以上循环过程可以用sklearn里的cross_val_score函数自动实现,默认使用Sk-fold
from sklearn.cross_validation import cross_val_score
scores=cross_val_score(estimator=pipe_lr,X=X_train,y=y_train,cv=10,n_jobs=-1)#使用cpus的内核数
print('CV accuracy scores:\n %s' % scores)
print('CV accuracy:\n %.3f +/- %.3f' % (np.mean(scores), np.std(scores)))
当然得到的效果与上面的是一样的
-学习曲线与验证曲线—提高泛化能力,除掉,过拟合/欠拟合问题
学习曲线:观察训练样本分布本身是否有偏
%matplotlib inline
import matplotlib.pyplot as plt
from sklearn.learning_curve import learning_curve
pipe_lr=Pipeline([('scl',StandardScaler()),
('clf',LogisticRegression(penalty='l2',C=0.1,random_state=1))])
#学习曲线中的scores通过SK-fold cv获得
#(随机抽取10%样本-建模-计算Insample/Outsample的Score--随机抽取20%的样本--... )X 10次
#蓝线代表训练score,绿色代表验证score
train_sizes, train_scores, test_scores =learning_curve(estimator=pipe_lr, X=X_train, y=y_train,
train_sizes=np.linspace(0.1, 0.9, 9),#抽取10%,20%...90% 进行建模计算
cv=10, n_jobs=-1)
#画图准备
train_mean = np.mean(train_scores, axis=1)
train_std = np.std(train_scores, axis=1)
test_mean = np.mean(test_scores, axis=1)
test_std = np.std(test_scores, axis=1)
# plot train_mean
plt.subplots(figsize=(16, 8))
plt.plot(train_sizes, train_mean,
color='blue', marker='o',
markersize=5, label='training accuracy')
# plot train_std 用阴影表示标准差波动
plt.fill_between(train_sizes,
train_mean + train_std,
train_mean - train_std,
alpha=0.15, color='blue')
# plot test_mean
plt.plot(train_sizes, test_mean,
color='green', linestyle='--',
marker='s', markersize=5,
label='validation accuracy')
# plot test_std 用阴影表示标准差波动
plt.fill_between(train_sizes,
test_mean + test_std,
test_mean - test_std,
alpha=0.15, color='green')
plt.grid()
plt.xlabel('Number of training samples')
plt.ylabel('Accuracy')
plt.legend(loc='lower right')
plt.ylim([0.9, 1.0])
plt.tight_layout()
# plt.savefig('./figures/learning_curve.png', dpi=300)
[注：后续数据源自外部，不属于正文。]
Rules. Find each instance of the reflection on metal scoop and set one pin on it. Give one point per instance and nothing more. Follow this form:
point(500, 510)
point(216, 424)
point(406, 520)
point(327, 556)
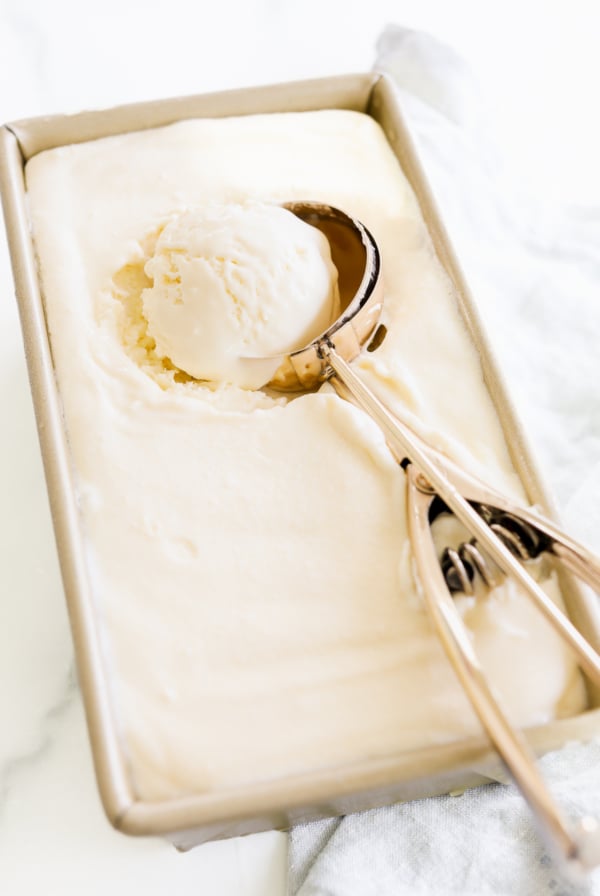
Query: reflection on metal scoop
point(356, 257)
point(433, 476)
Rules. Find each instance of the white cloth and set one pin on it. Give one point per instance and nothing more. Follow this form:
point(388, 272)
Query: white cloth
point(535, 274)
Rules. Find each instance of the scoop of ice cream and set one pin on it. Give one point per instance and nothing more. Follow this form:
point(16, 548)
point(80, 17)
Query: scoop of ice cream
point(237, 281)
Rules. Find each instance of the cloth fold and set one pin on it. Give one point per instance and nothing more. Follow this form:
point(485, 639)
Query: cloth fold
point(534, 271)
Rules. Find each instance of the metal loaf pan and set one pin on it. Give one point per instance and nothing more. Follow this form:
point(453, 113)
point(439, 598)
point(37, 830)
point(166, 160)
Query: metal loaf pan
point(280, 803)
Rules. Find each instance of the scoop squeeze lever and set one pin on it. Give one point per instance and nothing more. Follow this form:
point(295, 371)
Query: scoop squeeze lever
point(432, 475)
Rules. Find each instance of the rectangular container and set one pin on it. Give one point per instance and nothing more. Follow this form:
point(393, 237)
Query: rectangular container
point(281, 803)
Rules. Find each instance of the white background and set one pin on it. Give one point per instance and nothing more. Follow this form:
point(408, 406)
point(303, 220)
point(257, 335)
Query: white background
point(539, 69)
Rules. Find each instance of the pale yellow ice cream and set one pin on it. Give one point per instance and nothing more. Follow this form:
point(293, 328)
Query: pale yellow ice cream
point(232, 281)
point(249, 555)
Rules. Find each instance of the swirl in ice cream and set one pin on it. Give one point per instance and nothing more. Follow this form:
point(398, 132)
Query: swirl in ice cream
point(238, 280)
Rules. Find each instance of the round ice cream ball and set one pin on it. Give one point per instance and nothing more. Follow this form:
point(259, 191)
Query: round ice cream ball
point(236, 281)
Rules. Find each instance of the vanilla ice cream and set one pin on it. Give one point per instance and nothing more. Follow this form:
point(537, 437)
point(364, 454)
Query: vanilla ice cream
point(249, 554)
point(231, 281)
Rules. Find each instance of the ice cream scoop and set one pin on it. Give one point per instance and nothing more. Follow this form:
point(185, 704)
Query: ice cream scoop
point(485, 513)
point(234, 280)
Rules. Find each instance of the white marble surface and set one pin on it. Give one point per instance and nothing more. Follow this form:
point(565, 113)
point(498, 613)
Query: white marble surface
point(535, 61)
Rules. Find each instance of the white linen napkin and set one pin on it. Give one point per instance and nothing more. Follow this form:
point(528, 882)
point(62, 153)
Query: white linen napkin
point(535, 274)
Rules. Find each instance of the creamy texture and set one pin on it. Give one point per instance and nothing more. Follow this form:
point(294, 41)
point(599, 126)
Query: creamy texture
point(237, 281)
point(249, 555)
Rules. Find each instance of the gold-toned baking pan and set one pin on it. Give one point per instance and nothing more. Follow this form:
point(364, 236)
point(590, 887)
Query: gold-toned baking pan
point(280, 803)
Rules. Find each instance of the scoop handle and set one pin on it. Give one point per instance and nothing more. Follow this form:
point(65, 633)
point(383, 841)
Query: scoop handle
point(579, 849)
point(405, 445)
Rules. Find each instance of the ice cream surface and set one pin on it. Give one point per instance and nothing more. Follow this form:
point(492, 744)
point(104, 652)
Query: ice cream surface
point(231, 281)
point(249, 555)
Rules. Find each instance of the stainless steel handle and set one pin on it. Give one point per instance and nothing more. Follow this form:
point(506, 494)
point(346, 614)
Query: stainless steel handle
point(579, 848)
point(404, 444)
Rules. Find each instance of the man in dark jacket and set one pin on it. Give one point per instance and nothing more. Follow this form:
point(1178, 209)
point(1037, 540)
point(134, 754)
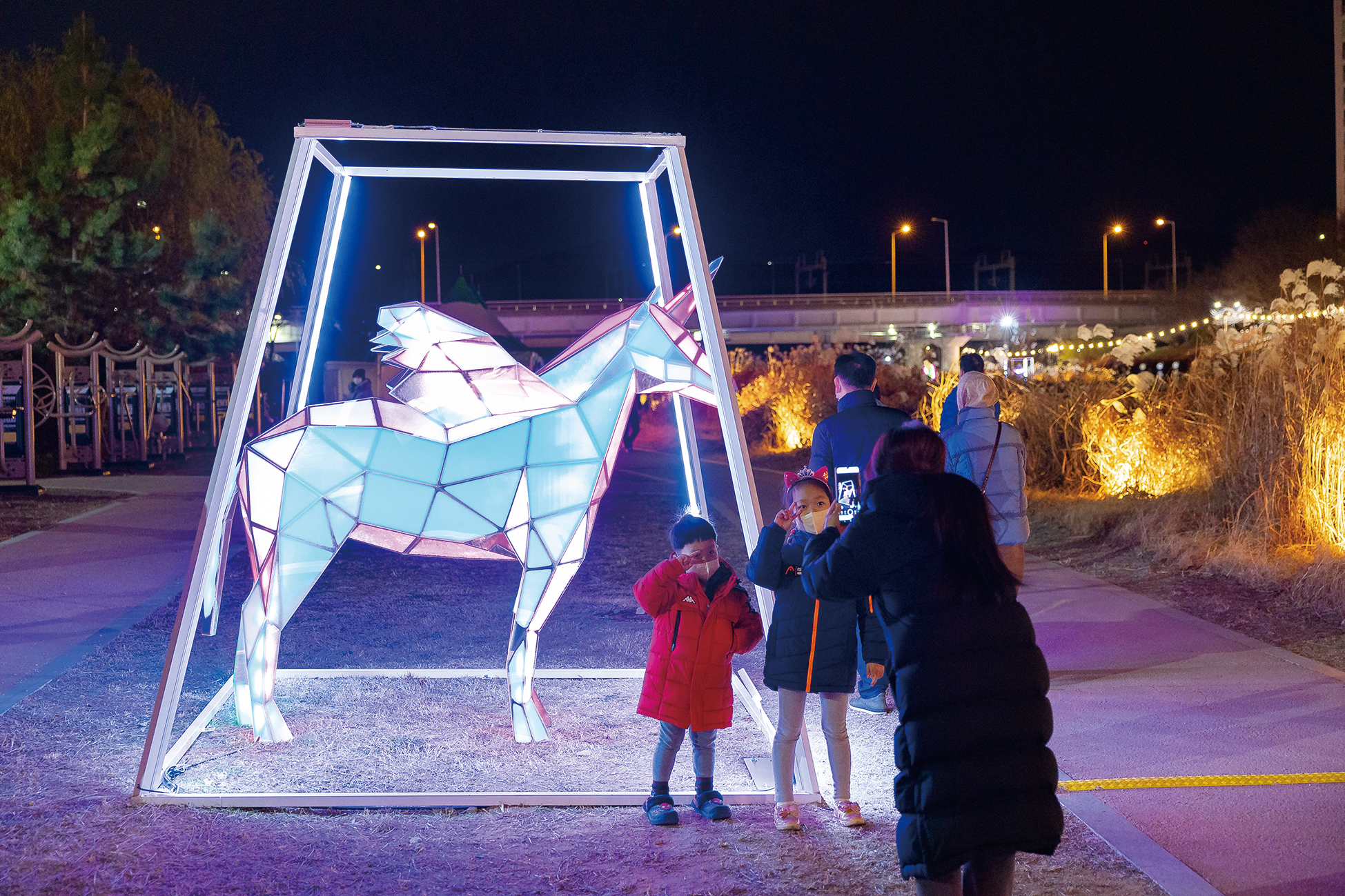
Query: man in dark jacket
point(846, 439)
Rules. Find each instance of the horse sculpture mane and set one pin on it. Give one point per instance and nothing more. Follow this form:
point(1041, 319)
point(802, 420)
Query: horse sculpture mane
point(478, 457)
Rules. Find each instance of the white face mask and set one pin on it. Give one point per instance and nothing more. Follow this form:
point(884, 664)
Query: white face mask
point(705, 570)
point(813, 521)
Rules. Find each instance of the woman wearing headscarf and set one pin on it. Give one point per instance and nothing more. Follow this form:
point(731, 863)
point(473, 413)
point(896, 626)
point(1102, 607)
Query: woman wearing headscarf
point(975, 781)
point(990, 455)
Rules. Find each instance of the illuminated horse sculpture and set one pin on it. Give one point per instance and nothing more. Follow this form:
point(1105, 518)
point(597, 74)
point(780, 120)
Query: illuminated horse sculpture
point(476, 458)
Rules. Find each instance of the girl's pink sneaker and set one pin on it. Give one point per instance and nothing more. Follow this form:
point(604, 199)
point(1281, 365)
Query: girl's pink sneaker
point(847, 813)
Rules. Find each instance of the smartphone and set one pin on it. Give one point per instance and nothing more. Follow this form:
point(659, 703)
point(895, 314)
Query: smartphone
point(847, 491)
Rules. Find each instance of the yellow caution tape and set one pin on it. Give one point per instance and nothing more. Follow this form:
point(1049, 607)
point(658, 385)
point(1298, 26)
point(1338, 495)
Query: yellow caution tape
point(1204, 781)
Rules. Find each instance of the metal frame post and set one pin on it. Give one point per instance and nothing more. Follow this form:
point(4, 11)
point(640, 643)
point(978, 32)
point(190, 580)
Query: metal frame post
point(206, 552)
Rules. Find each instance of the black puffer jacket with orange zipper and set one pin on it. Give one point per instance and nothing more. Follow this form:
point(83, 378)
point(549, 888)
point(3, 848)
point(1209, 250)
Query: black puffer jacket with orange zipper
point(812, 644)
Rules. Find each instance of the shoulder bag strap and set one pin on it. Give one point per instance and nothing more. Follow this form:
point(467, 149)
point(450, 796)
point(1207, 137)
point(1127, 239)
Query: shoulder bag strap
point(994, 451)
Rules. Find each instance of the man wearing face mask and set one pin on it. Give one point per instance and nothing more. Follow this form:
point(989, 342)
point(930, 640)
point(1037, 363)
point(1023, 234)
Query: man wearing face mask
point(846, 439)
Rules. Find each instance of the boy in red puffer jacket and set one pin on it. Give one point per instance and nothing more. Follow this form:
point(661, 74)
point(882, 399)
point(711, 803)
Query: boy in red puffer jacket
point(701, 618)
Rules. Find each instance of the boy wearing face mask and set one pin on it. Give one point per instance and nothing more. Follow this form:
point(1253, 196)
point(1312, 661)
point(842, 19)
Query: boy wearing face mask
point(701, 618)
point(812, 646)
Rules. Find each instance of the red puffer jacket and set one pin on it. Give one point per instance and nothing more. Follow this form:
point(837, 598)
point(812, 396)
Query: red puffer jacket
point(686, 679)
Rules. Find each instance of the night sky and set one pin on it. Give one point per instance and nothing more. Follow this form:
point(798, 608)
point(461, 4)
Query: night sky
point(809, 126)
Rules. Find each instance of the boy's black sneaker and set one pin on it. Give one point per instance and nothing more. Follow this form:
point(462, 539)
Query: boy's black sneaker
point(711, 804)
point(659, 810)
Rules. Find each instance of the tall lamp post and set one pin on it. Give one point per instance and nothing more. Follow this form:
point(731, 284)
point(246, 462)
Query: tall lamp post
point(1105, 235)
point(439, 281)
point(948, 271)
point(420, 235)
point(1173, 223)
point(901, 229)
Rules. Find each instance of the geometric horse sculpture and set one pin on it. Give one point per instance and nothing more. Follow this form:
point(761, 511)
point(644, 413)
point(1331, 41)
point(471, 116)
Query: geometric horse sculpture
point(478, 458)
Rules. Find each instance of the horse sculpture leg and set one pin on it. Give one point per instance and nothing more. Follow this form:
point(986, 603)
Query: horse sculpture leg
point(538, 591)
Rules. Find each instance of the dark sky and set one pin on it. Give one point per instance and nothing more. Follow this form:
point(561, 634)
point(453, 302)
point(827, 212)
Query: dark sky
point(1029, 127)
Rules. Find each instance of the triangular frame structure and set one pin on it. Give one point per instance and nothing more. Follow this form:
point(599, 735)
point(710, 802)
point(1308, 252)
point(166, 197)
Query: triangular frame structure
point(206, 559)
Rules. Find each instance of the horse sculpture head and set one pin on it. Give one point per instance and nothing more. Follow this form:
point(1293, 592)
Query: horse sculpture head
point(478, 457)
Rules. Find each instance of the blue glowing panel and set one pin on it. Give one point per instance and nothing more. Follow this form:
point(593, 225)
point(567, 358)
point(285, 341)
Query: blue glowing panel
point(451, 521)
point(395, 504)
point(530, 590)
point(313, 526)
point(490, 497)
point(575, 375)
point(297, 567)
point(487, 454)
point(296, 499)
point(537, 555)
point(347, 497)
point(408, 457)
point(323, 466)
point(556, 532)
point(560, 486)
point(602, 408)
point(560, 435)
point(354, 441)
point(341, 522)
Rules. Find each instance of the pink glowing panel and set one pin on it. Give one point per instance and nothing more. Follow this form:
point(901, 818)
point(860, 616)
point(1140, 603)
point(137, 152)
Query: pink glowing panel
point(346, 413)
point(395, 541)
point(404, 419)
point(432, 548)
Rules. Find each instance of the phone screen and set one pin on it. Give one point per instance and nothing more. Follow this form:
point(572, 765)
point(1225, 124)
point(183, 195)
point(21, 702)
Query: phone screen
point(847, 491)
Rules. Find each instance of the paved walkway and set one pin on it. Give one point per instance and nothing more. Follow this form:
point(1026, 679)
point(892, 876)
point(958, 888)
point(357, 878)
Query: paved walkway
point(70, 588)
point(1138, 689)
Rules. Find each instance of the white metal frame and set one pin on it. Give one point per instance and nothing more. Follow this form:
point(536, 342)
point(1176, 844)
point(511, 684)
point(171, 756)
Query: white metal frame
point(159, 757)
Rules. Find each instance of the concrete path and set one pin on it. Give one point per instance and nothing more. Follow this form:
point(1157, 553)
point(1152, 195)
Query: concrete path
point(1143, 690)
point(76, 586)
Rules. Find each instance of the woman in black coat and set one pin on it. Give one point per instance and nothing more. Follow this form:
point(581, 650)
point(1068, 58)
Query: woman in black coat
point(810, 648)
point(975, 782)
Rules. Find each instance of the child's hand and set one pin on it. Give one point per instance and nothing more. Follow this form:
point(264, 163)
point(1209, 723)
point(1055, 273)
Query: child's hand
point(834, 515)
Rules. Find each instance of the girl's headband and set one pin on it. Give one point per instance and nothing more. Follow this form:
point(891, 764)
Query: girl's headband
point(792, 479)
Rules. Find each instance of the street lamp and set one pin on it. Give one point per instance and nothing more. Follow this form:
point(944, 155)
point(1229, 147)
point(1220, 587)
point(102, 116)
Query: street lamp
point(948, 271)
point(904, 228)
point(1105, 235)
point(420, 235)
point(1169, 221)
point(439, 281)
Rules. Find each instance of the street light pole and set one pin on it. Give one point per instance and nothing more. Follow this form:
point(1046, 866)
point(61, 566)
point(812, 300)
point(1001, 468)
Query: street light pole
point(904, 228)
point(1105, 235)
point(439, 281)
point(948, 270)
point(420, 235)
point(1173, 223)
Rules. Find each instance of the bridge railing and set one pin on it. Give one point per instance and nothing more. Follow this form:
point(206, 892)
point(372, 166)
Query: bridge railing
point(870, 300)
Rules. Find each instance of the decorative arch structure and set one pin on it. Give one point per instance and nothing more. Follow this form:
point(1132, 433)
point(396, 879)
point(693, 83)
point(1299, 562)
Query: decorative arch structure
point(204, 575)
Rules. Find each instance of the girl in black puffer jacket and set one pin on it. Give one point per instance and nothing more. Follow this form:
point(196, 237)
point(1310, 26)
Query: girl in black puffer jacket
point(810, 646)
point(975, 779)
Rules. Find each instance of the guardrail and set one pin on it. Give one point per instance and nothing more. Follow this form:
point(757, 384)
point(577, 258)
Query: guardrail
point(872, 300)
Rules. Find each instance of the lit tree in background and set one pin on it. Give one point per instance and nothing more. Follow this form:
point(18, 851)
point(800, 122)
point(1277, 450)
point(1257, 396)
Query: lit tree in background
point(123, 209)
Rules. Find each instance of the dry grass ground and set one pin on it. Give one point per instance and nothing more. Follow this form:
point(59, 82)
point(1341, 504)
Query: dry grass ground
point(1168, 549)
point(32, 513)
point(69, 755)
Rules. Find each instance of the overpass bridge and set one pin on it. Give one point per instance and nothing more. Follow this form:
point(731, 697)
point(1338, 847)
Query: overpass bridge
point(938, 318)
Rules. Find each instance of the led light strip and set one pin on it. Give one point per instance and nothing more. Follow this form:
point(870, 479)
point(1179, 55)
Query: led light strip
point(1204, 781)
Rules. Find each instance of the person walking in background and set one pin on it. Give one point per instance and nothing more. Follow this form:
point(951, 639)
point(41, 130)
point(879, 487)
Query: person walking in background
point(949, 415)
point(701, 618)
point(360, 386)
point(990, 454)
point(810, 648)
point(975, 781)
point(846, 439)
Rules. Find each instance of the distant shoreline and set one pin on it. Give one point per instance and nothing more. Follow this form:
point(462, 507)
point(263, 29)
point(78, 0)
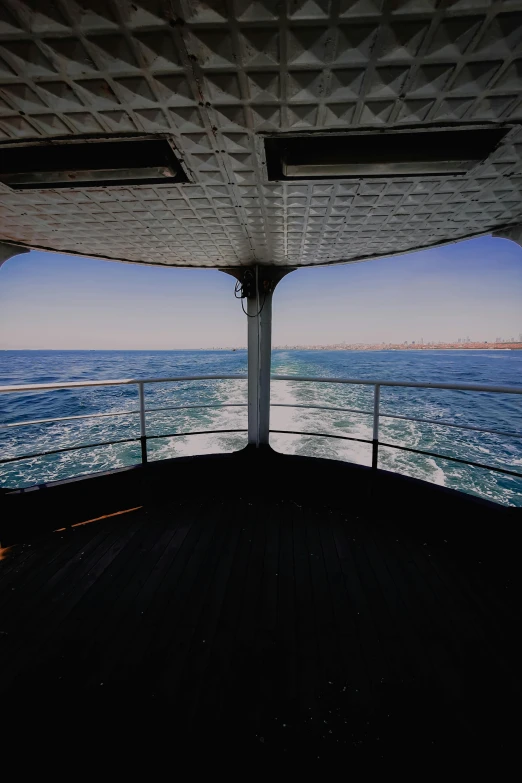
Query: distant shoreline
point(347, 348)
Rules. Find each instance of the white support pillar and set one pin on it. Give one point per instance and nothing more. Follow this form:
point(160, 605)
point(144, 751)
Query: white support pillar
point(8, 251)
point(256, 284)
point(259, 310)
point(510, 232)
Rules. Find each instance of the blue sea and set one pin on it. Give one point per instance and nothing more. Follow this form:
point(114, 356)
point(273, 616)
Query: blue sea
point(495, 411)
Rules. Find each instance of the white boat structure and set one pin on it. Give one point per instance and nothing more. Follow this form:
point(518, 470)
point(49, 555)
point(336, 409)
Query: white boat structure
point(329, 609)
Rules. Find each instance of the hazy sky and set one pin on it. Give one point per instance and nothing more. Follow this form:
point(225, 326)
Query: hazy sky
point(473, 289)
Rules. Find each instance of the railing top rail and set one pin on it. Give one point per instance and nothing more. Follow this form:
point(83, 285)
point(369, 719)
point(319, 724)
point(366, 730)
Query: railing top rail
point(28, 387)
point(410, 384)
point(308, 379)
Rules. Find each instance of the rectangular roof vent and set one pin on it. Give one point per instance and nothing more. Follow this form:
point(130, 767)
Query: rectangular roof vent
point(379, 154)
point(90, 163)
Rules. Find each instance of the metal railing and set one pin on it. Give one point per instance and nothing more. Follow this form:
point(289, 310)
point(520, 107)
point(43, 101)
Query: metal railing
point(377, 415)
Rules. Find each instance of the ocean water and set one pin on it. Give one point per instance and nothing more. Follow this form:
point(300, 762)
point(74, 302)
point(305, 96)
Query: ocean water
point(501, 412)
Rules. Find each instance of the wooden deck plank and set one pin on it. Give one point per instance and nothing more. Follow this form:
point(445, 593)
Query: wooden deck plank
point(275, 626)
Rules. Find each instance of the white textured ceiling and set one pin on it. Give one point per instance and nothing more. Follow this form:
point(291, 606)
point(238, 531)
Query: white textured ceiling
point(214, 77)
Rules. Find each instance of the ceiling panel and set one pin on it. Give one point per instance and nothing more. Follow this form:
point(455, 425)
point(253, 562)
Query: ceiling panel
point(216, 77)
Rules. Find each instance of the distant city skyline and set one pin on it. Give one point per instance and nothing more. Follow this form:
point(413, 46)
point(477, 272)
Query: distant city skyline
point(468, 289)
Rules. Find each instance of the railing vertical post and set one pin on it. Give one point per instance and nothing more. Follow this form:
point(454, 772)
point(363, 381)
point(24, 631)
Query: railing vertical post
point(143, 429)
point(375, 440)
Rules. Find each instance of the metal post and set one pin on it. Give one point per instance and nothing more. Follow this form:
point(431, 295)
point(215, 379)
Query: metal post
point(143, 430)
point(259, 309)
point(375, 441)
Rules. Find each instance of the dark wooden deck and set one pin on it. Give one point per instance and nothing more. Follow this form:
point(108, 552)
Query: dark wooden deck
point(281, 627)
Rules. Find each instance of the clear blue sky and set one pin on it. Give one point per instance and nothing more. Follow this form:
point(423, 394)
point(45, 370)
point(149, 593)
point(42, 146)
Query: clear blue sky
point(472, 288)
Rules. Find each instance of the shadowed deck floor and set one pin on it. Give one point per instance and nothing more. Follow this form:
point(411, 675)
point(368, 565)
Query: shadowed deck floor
point(289, 628)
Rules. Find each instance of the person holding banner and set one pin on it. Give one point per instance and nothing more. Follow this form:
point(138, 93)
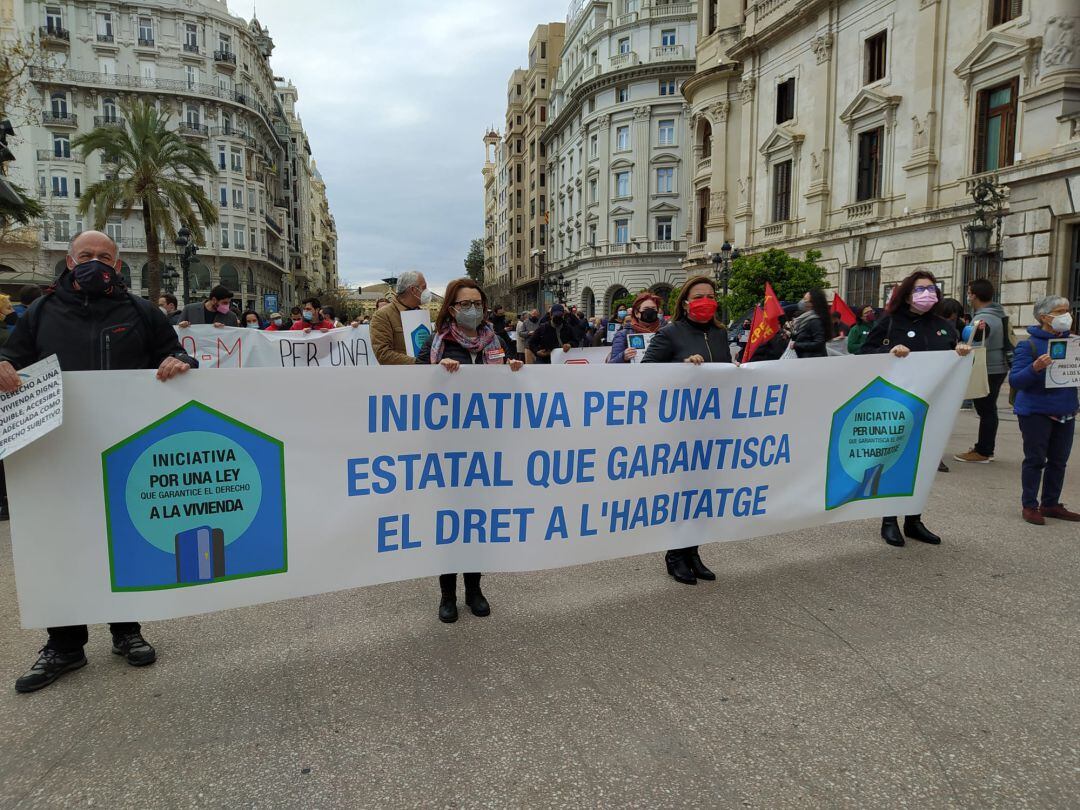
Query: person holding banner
point(913, 323)
point(1047, 416)
point(696, 336)
point(91, 323)
point(644, 319)
point(463, 336)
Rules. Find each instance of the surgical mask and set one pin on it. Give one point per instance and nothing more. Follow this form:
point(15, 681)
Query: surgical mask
point(93, 277)
point(1062, 323)
point(469, 316)
point(923, 300)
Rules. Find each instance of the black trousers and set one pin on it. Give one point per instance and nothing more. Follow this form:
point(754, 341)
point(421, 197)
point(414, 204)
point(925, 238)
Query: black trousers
point(448, 583)
point(987, 409)
point(73, 637)
point(1047, 447)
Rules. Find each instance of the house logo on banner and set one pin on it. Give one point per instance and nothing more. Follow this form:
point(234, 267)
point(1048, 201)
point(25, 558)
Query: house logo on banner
point(194, 498)
point(875, 444)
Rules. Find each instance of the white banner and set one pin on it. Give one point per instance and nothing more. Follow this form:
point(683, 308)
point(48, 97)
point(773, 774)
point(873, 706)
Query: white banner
point(238, 348)
point(223, 488)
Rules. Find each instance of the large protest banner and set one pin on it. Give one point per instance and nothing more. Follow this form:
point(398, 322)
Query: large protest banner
point(219, 488)
point(237, 348)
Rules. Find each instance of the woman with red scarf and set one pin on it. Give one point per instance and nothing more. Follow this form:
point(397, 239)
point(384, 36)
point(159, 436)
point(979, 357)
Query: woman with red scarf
point(463, 336)
point(693, 336)
point(644, 319)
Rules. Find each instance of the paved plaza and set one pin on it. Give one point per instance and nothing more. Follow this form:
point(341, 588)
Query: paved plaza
point(824, 669)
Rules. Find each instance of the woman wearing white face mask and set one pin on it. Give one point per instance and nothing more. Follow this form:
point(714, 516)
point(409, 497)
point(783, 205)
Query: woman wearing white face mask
point(1047, 416)
point(463, 337)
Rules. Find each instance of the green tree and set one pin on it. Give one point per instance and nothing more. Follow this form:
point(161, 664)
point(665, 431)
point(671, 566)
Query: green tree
point(790, 277)
point(157, 171)
point(474, 261)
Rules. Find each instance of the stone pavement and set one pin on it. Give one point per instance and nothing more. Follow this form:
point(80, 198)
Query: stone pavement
point(824, 669)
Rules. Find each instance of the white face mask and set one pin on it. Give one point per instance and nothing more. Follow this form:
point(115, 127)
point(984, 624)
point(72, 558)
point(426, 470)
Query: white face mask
point(1062, 323)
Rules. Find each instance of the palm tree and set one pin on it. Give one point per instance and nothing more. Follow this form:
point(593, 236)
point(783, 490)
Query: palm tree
point(157, 171)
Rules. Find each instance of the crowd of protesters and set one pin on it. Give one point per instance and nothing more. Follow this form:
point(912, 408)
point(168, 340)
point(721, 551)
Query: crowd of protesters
point(469, 329)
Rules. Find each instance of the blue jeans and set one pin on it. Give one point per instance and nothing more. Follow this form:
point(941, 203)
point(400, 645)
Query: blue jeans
point(1047, 447)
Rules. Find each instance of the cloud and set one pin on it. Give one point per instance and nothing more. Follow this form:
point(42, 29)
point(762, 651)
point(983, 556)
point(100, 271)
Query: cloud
point(395, 106)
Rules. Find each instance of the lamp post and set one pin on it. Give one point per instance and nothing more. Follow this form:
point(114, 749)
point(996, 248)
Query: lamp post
point(721, 271)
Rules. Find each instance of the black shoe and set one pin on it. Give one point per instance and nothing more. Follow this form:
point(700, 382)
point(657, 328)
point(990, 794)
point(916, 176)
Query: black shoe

由上图可看出,从样本分布而言,均匀性良好,即使低于总样本30%样本进行建模,依然获得不错的准确度。然而蓝色的训练曲线明显好于绿色的验证曲线,可能存在着过拟合的问题。
-通过验证曲线改善Overfitting和Underfitting问题
from sklearn.learning_curve import validation_curve
# 设定参数选项
param_range = [0.001, 0.01, 0.1, 1.0, 10.0, 100.0]
# 通过 CV 获得不同参数的模型效果
train_scores, test_scores = validation_curve(estimator=pipe_lr,
X=X_train, y=y_train,
param_name='clf__C', # 用 pipe_lr.get_params() 找到参数对应的名称
param_range=param_range, cv=10)
#画图
train_mean = np.mean(train_scores, axis=1)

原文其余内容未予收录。